Joblessness also tends to be a bigger problem in extremely poor neighborhoods than in those with lower poverty rates. Unemployment is higher in the poorest neighborhoods than it is in the remaining parts of the city in all but two metro areas on this list. In neighborhoods without concentrated poverty, the average annual unemployment rate is 7.2%. In concentrated poverty neighborhoods, unemployment averages 16.4%.
Declining job availability may partially explain the upticks in concentrated poverty. In the majority of metro areas on this list for which comparable data is available, unemployment in the poorest neighborhoods climbed between 2010 and 2016.
Both declining job availability and upticks in extreme poverty rates are often partially the result of weak economic growth. Eleven cities on this list reported negative average annual GDP growth between 2010 and 2016, even as the U.S. economy grew at an average rate of 2.0% over the same period.
Not all states are home to a metro area with upticks in concentrated poverty. Metro areas in Hawaii, New Hampshire, North Dakota, Rhode Island, South Dakota and Vermont reported declining rates of extreme poverty from 2010 to 2016.
Meanwhile, Alaska, Delaware, and Wyoming had no metro areas with extreme poverty neighborhoods in either 2010 or 2016.

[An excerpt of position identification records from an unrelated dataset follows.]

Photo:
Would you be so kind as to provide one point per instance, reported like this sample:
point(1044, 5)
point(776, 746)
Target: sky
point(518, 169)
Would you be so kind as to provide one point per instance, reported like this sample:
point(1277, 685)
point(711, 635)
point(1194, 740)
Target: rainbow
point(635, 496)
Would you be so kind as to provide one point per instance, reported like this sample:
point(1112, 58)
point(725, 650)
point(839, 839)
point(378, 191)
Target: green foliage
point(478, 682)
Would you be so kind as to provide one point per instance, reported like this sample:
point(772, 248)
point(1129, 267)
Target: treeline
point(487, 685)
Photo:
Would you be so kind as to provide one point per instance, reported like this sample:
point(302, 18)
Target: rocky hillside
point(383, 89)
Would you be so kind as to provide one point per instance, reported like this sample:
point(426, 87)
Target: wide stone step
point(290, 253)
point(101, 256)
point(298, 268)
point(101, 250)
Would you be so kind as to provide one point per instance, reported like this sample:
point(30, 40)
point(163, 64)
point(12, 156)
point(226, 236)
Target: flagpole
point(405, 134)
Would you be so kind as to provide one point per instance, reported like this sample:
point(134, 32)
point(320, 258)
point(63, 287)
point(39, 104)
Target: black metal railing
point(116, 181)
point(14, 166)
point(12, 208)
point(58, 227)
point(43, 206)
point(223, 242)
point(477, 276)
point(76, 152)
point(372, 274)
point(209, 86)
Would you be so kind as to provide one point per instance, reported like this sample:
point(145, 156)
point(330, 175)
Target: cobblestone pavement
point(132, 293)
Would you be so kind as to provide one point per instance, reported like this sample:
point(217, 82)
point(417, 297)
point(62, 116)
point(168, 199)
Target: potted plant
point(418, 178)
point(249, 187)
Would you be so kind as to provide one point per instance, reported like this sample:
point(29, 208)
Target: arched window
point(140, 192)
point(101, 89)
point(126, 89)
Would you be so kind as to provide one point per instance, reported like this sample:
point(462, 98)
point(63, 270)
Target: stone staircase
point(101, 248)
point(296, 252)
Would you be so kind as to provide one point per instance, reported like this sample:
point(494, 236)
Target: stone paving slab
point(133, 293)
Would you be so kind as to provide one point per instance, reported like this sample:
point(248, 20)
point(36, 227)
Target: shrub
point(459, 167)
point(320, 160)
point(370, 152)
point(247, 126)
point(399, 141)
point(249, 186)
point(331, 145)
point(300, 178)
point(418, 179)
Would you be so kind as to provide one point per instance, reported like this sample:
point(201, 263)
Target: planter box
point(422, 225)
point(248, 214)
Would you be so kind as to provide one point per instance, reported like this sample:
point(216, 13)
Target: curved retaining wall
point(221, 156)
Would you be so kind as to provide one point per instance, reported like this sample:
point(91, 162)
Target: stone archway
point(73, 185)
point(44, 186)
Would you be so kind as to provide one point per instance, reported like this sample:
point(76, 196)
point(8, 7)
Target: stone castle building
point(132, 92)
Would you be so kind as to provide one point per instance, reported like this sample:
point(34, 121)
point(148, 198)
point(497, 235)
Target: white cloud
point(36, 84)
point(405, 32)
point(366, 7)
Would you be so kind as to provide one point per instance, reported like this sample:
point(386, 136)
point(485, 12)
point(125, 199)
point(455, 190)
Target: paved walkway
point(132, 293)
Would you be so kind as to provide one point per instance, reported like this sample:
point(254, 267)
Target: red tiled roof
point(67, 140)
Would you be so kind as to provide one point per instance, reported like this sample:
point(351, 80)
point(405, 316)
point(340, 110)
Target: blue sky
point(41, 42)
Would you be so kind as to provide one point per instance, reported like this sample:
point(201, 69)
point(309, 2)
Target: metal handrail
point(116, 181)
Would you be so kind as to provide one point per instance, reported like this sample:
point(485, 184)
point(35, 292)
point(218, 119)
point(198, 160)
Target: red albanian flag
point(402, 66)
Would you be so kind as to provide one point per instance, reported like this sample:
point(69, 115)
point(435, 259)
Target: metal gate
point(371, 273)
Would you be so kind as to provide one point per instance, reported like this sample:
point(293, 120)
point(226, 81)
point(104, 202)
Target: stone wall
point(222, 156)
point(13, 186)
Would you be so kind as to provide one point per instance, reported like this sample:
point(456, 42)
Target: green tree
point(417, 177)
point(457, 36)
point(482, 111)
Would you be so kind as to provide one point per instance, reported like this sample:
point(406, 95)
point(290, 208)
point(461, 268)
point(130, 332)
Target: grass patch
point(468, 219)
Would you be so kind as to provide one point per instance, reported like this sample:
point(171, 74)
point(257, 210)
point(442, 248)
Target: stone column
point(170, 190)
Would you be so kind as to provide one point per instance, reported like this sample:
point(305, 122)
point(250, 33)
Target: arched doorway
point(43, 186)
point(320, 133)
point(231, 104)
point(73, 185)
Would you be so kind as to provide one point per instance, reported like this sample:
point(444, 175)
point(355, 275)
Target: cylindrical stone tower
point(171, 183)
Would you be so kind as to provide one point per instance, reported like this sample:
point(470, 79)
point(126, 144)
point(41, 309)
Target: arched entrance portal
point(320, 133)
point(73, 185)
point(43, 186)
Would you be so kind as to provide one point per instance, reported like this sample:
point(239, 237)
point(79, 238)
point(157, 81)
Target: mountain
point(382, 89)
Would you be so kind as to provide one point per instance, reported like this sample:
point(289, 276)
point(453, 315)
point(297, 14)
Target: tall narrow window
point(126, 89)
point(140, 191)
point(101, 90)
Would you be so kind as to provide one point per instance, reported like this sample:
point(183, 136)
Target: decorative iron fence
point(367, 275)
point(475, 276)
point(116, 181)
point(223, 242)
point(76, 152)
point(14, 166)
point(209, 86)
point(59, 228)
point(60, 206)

To identify the metropolitan areas where poverty is concentrating the fastest in each state, 24/7 Wall St. reviewed U.S. Census Bureau American Community Survey data on poverty rates at the tract level. We list for each state the metro area with the largest percentage point increase in residents living in extreme poverty. The concentrated poverty rate is the share of a metropolitan area’s poor population that lives in a census tract characterized by extreme poverty — having a poverty rate of 40% or higher. The concentrated poverty rate was reviewed for 2010 — represented as a five-year average for 2006-2010, and 2016 — a five-year average for 2012-2016. Census tracts in which more than 50% of the population is enrolled in postsecondary school or where the total population is fewer than 500 were excluded from consideration of extreme poverty. We also reviewed other data from the American Community Survey, including educational attainment rates and unemployment rates for both groups in concentrated poverty and those not in poverty. These data are also averages of the 2006-2010 and 2012-2016 five-year periods. Average annual GDP growth came from the Bureau Economic Analysis.